Thursday, January 1, 2015

The dreaded letter!


I love getting Christmas cards.  Really.  The perfect -- or wonderfully un-perfect picture of family or friends.  Whether I see them occasionally, or rarely, I love to get the pictures.  The letters are even better!  Glimpses in to people's lives.  Highlights of the year's activities, accomplishments, and milestones in their children's lives.

What I hate is writing them.  Have you noticed that I haven't sent any for several years now?  Each year it seems to get harder.  I think about it, plan on it, sometimes even make lists of names and addresses.  Once it comes to the letter, though, I give up.  This year, as Christmas drew closer, I was determined.  My cards are winter-y, but they don't actually say Merry Christmas.  Reflections come at the end of the year, anyway, so I thought my timing was perfect to send them as New Year's cards. . .

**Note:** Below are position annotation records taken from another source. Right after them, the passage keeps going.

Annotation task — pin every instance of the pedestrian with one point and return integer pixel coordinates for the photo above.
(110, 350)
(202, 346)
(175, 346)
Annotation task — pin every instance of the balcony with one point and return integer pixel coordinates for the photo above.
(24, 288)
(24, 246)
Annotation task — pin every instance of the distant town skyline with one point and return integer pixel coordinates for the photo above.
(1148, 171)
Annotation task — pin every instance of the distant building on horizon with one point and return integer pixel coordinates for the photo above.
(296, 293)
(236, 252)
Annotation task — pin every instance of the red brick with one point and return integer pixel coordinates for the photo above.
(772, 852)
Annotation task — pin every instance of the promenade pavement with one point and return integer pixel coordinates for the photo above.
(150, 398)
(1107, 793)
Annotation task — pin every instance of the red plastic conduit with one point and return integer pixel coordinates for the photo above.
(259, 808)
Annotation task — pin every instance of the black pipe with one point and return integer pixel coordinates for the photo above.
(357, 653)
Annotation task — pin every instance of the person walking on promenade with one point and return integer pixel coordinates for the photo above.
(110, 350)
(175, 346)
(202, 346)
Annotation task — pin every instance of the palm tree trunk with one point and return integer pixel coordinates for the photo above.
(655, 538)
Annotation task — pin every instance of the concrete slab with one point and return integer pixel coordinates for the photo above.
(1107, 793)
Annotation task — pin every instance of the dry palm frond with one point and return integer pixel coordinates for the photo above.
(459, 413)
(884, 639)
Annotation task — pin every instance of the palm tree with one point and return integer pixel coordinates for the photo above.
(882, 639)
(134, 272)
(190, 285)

Until I wrote mine.  It took me a few evenings to get the right wording about everything.  I threw in a little about our year as a family, a little bit about each of the boys, and a nice closing.  Then I re-read it, and realized the whole thing was ridiculous.  It didn't sound like us at all.  Who are these perfect, happy people?  It was then that the words from this blog flashed through my mind: It isn't a perfect life, but it's our life.  And I realized that I want to tell the truth.  Not the whole truth, but at the very least, I should recognize that it's us when I read the letter I'm about to send out.

So here I am, in a place where I can be honest about who I am, and what life is really like.  Because it's far from perfect.  And I do my best, but I'm not perfect, either.